The Executive Director of the Africa Network for Environment and Economic Justice (ANEEJ), David Ugolor, is not surprised at what is playing out at the NDDC as he alleged that those who appointed the IMC were out to cover up corrupt practices and the poor governance system there.
Ugolor explained that if the President was interested in redeeming the beleaguered interventionist agency, he should have engaged NEITI, which has a statutory obligation to monitor oil revenues in the country to probe the commission. He stressed that the President should take responsibility because whatever is happening in the commission was being executed by his men.

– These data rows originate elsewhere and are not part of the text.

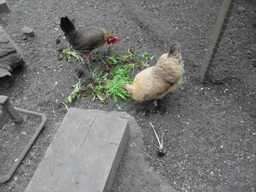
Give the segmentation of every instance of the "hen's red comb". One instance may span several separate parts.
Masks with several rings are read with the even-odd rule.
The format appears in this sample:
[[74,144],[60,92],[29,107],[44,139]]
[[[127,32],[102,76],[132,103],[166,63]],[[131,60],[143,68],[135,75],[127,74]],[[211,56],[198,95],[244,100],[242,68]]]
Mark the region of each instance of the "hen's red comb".
[[121,40],[121,38],[119,37],[114,37],[114,39],[115,39],[116,42],[119,42]]

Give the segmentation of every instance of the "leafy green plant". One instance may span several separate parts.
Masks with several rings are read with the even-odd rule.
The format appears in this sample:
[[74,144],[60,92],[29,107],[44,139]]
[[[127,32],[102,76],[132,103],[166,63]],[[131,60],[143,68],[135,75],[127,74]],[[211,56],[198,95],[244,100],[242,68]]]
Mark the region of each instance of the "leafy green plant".
[[80,92],[81,91],[81,80],[77,76],[76,76],[76,79],[78,80],[78,82],[74,85],[71,85],[70,88],[74,87],[74,89],[71,93],[70,95],[65,98],[65,102],[66,103],[72,103],[74,102],[76,97],[79,99],[80,97]]
[[140,60],[138,58],[138,55],[132,53],[130,49],[128,49],[128,53],[129,53],[128,55],[118,57],[116,56],[116,52],[113,56],[99,55],[96,57],[96,59],[101,60],[105,66],[108,68],[107,70],[110,70],[110,72],[116,69],[123,68],[129,72],[132,69],[132,74],[133,75],[135,67],[139,71],[145,67],[149,67],[148,64],[148,58],[152,60],[155,57],[154,56],[148,57],[148,53],[147,52],[142,53],[141,55],[146,60],[145,63],[144,60]]
[[96,80],[99,85],[96,88],[99,90],[104,90],[106,98],[112,97],[116,106],[121,110],[122,108],[117,104],[117,99],[121,98],[126,101],[131,100],[131,96],[124,89],[123,84],[131,84],[133,80],[130,78],[125,69],[118,69],[113,71],[110,73],[110,79],[107,78],[108,76],[107,74],[100,77],[102,72],[103,70],[101,70],[98,76],[99,77]]
[[59,60],[60,61],[64,59],[66,60],[68,60],[69,62],[71,62],[72,60],[72,56],[82,62],[83,65],[84,64],[86,61],[85,59],[76,53],[72,48],[69,48],[67,50],[63,50],[63,51],[59,52],[57,55],[57,57]]
[[108,99],[104,94],[101,93],[96,87],[94,86],[91,83],[88,84],[86,87],[86,90],[82,90],[81,95],[82,99],[85,99],[91,97],[91,101],[93,102],[97,97],[102,103],[104,104],[107,101]]
[[151,125],[152,127],[153,128],[153,129],[154,130],[154,132],[155,132],[155,134],[156,135],[156,139],[157,140],[157,141],[158,141],[158,145],[159,145],[159,146],[158,147],[155,144],[155,146],[156,146],[156,147],[157,147],[159,150],[160,150],[160,152],[162,152],[163,151],[163,140],[164,139],[164,133],[165,132],[166,132],[168,131],[168,130],[167,129],[165,129],[164,131],[164,132],[163,132],[163,134],[162,134],[162,140],[161,141],[161,142],[160,141],[160,140],[159,140],[159,137],[158,137],[158,135],[157,135],[157,134],[156,133],[156,130],[155,129],[155,125],[152,123],[152,122],[150,122],[149,123],[149,124]]
[[90,97],[91,97],[91,100],[92,102],[97,99],[103,104],[107,101],[108,99],[106,98],[105,95],[101,93],[100,90],[93,86],[92,84],[90,84],[87,85],[86,90],[82,90],[81,80],[77,76],[76,77],[78,82],[74,85],[70,86],[70,88],[74,87],[74,89],[70,95],[65,98],[66,103],[73,102],[76,98],[78,99],[81,98],[82,99],[85,99]]
[[[110,49],[109,47],[108,50],[109,51]],[[128,52],[129,54],[127,55],[120,56],[117,56],[117,52],[113,56],[97,56],[95,59],[101,60],[104,64],[105,68],[100,70],[99,74],[97,69],[92,72],[92,75],[94,79],[95,84],[88,85],[86,90],[82,91],[82,98],[89,98],[91,96],[91,101],[98,99],[104,104],[108,99],[111,101],[111,98],[113,98],[116,106],[122,110],[121,107],[117,104],[117,99],[121,98],[130,101],[132,99],[123,87],[124,84],[132,83],[133,80],[130,77],[129,73],[132,70],[132,74],[134,74],[135,68],[139,71],[145,67],[149,67],[148,63],[148,58],[152,59],[154,57],[149,57],[147,52],[144,52],[141,55],[143,59],[140,60],[139,56],[132,53],[129,49]],[[60,52],[57,55],[59,60],[64,59],[69,62],[71,61],[72,56],[83,64],[85,62],[85,60],[77,54],[72,48]],[[106,70],[109,71],[108,73],[103,75],[104,71]],[[104,91],[105,95],[101,93],[101,90]],[[80,96],[79,95],[78,98]],[[69,100],[71,100],[71,99]]]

“Appointment into NDDC comes from the Presidency. If Buhari wants the atrocity that is going on in NDDC to stop today he should just empower the EFCC chairman, Ibrahim Magu, and all those activities will stop right away. But the EFCC cannot do anything without the support of the Presidency. The political will that is missing has hampered development in the region. Where are institutions like the ICPC and EFCC amid all these fraud allegations that are going on in the NDDC? That gives you an indication of what is going on.”
He observed that with the compromise of militants in the Niger Delta, and the unfortunate divisiveness of political elites from the region in the APC, the Presidency has taken advantage of this to foist on the NDDC, incompetence and corruption.
“The forensic audit was designed to deceive the entire region. It is not with the motive of finding a solution to the corrupt procurement processes within the NDDC. For instance, how do you appoint people to be judges in their cases? That is what I don’t understand. Ultimately, we should hold President Buhari responsible for what is happening in NDDC. The crisis in the NDDC is not surprising. It is a clear case that development has been arrested,” he said.